Aproveitou o ensejo e convidou-a para visitar a construção, planejado para interagir com a natureza do local, como Robert explicou. O mais importante: ele queria encomendar quadros a ela, para decoração das casas que formariam o condomínio. E dessa forma, com a desculpa de escolher as paisagens junto com ela, ajudando a carregar o material, ele passava os dias na companhia de Marina. Enquanto ela pintava, ele observava-a. Quanto mais o fazia, mais se encantava. 

Quando disse que ela não era muito bonita, havia se enganado. Seu rosto era diferente: expressivo, com feições irregulares denotava inteligência, perspicácia. Aquela boca, que parecia tão macia e gostosa para beijar era uma atração para ele. Entretanto, eram aqueles olhos grandes, de ‘furta-cor’ cuja imagem não saiam da sua mente. Ele queria se aproximar mais, abraçá-la, beijá-la, mas ela era distante. Em um instante esquiva e no outro frágil. Ele percebia que ela fugia de pessoas. Mesmo com grupos pequenos ela dava um jeito de se esgueirar e desparecer. 

Uma noite chuvosa, Robert viu Marina caminhando aos tropeços. Ela parecia tonta, sem rumo. Ao se aproximar viu que ela chorava. Abraçou-a e conduziu-a para a casa que ele alugara. Não queria que ninguém a visse daquela maneira, descontrolada. Fez com que trocasse a roupa molhada pelo roupão, deu-lhe conhaque e acendeu a lareira para aquecê-la.

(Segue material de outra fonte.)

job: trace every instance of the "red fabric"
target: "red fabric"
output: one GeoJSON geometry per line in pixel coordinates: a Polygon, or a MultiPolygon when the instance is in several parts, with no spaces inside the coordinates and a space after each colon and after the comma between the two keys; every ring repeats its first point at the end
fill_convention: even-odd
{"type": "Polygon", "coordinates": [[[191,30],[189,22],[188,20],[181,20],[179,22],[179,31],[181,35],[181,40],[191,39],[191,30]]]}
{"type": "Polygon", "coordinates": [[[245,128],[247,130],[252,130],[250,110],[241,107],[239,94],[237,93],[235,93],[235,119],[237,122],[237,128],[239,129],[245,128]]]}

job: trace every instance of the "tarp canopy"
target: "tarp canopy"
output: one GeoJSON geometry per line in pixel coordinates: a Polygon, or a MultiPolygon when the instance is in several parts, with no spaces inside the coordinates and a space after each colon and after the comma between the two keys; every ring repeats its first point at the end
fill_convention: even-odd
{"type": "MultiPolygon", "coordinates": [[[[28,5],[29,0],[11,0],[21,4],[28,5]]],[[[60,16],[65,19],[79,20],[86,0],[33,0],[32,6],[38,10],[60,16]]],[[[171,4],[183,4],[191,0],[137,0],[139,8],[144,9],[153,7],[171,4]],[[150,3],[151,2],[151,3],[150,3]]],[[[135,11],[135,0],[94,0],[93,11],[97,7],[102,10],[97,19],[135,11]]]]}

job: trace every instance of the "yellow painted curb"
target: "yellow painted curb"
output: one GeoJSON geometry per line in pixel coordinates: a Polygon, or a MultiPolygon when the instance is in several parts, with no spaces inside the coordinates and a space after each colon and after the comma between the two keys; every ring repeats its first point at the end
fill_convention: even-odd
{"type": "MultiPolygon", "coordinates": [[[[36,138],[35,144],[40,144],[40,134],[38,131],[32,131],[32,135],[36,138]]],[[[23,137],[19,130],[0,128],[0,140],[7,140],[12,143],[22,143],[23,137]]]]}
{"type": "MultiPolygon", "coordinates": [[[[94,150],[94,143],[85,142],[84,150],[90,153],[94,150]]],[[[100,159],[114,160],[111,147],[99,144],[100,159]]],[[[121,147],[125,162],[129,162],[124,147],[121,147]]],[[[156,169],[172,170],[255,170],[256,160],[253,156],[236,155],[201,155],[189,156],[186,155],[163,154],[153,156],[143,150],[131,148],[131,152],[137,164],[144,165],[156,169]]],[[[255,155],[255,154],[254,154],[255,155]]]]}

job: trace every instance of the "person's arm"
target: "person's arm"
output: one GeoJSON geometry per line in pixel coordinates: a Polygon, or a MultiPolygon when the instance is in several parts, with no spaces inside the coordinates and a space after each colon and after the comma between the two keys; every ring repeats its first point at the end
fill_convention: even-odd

O choro parava e continuava. 

Robert abraçou-a novamente e perguntou: “o que aconteceu?” Ela achegou-se mais ainda a ele e disse entre soluços: “muita gente ao meu redor. Eu fico apavorada. Nem quero pensar e falar disso. Também me assusta relembrar”. Continuaram abraçados e Roberto a beijou delicadamente no início. Ela correspondeu e o beijo se intensificou. Outras carícias se seguiram que ela aceitava com suspiros e retribuía com paixão. Naquele momento, Roberto não queria perguntar sobre o acontecido, só queria ter a chance de amá-la. Amá-la?  Sim, estava apaixonado por Marina. 

O amor dos dois, que ele queria demonstrar e ela timidamente escondia, eclodiu com força. Um desejo ardente de sentirem um ao outro por inteiro. Uma paixão intensa que dominava os dois. Finalmente, ele a encontrava como desejou desde o primeiro momento em que a viu. Nos braços dele para ser muto amada. 

Entretanto, por que Marina tinha tanto medo das aglomerações? Qual seria o segredo guardado que ocasionava esse comportamento? Mais tarde ele descobriria. Agora só queria amá-la, com toda a força do seu sentimento.

Por: Maria Teresa Freire - Jornalista, Escritora, Poeta, 
Presidente da AJEB – Coordenadoria do Paraná.